亜弥の説教により先生は自首したものの、拳銃密造組織をこれ以上野放しにすれば、犠牲者はもっと増えるだろうし、捜査に関わりすぎた亜弥の命も狙われるかも知れない!
第7話『亜弥、大いに怒る』は、ますます組織撲滅に使命を燃やす松浦警部(三嶋幸恵)と田口刑事(三遊亭亜郎)が、改造銃を購入した疑いの濃いOL=優美(小林優美)を尋問するシーンで幕を開け、そのまま最終回(第9話)まで一気に突き進みます。
「自殺するつもりで買ったんです」
意外にも購入をすんなり認めた優美は、その銃を隠してあるという場所に両刑事を案内するのですが……

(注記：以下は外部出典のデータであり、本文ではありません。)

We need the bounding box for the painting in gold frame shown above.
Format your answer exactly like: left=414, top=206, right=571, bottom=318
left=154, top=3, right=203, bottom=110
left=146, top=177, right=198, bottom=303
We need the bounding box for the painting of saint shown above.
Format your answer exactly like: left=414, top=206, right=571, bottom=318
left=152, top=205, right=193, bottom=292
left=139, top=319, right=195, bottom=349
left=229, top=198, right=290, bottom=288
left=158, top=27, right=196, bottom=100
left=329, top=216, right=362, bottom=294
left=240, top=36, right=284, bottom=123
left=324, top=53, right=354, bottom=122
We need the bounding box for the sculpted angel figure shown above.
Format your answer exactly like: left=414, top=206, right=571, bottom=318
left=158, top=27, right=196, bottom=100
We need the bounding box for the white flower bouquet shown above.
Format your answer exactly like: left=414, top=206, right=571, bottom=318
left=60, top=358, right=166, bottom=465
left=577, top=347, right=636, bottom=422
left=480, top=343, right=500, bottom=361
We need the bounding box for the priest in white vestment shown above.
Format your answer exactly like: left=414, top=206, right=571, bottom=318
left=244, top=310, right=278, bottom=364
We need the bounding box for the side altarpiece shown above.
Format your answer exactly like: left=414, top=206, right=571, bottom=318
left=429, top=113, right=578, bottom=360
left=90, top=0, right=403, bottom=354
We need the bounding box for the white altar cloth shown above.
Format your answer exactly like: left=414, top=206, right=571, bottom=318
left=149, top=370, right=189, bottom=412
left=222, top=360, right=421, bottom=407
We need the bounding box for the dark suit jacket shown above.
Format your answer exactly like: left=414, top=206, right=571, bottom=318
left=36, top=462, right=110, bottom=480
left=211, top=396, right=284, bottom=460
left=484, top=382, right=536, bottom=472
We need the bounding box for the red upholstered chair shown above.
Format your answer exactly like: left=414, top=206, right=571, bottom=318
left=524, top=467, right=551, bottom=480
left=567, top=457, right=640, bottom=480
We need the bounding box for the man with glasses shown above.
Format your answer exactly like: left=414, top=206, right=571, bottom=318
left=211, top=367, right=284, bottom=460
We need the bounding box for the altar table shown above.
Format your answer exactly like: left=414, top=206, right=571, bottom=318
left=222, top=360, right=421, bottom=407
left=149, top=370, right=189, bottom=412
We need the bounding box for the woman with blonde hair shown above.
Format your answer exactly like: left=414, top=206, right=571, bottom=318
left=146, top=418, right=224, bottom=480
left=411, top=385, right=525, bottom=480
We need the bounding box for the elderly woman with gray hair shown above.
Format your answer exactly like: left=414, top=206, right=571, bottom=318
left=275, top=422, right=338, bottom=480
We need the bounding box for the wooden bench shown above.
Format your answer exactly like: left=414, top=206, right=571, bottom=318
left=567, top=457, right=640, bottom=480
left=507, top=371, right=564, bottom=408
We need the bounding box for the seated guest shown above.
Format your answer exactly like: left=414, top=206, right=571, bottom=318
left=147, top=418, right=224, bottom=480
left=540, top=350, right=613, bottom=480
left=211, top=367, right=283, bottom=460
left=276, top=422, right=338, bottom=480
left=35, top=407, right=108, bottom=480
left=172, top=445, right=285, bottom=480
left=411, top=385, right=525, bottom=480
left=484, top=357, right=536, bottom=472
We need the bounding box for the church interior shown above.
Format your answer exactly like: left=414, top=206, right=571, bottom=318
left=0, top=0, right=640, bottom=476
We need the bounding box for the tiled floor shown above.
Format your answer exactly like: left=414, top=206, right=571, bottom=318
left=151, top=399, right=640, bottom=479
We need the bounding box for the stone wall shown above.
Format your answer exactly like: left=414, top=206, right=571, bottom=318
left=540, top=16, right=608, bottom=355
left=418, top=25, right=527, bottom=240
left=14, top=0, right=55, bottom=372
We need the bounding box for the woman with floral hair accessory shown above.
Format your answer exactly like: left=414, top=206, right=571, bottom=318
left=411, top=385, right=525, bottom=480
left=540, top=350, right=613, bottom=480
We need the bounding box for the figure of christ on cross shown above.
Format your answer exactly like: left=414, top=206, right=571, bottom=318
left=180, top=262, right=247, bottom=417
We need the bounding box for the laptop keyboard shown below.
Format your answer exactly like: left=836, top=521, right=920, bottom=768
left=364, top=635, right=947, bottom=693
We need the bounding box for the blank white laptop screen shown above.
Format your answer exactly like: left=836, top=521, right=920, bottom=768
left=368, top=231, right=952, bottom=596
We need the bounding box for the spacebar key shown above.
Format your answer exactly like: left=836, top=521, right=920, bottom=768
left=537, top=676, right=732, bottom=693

どうも優美の様子がおかしい。いち早く異変を察知した警部が、いきなり銃を抜いて部下の顔に銃口を向けます。
「うわっ、どうしたんですか警部!?」
「しゃがんで!」
まるで忍者みたいに忽然と現れた刺客のカオル(高野カオル)が、タイのチョコレート・ファイターも真っ青な鋭いハイキックで、一瞬にして田口を、そして警部の銃を弾き飛ばします。
強い! そこらのチンピラ相手なら決して負けない松浦警部も、正拳突き1発で倒されます。そして……
男らしく背後から攻めようとした田口には、合計7発の廻し蹴りをプレゼント。
静止画じゃそのスピードが伝わらないけど、高野カオルさんはかなり動ける人であり、綺麗だし、時代がもっと早ければアクションスターになられたかも知れません。
で、どうやら優美はオトリだったらしく、最初からこれは松浦警部の捕獲を目的とする密造組織の罠だった!
倉庫内に監禁された警部と田口の前に、いよいよ組織のボスが現れます。果たしてどんな顔をしているのか?
やっぱりこんな顔だった!
「あんたが噂の松浦警部さんか。もっといかつい女を想像してたが、ちょっと可愛いじゃねえか」
ラスボスの正体は、栃木県出身の福山雅晴 ( ホリケン。)! とにかく悪い人なんです。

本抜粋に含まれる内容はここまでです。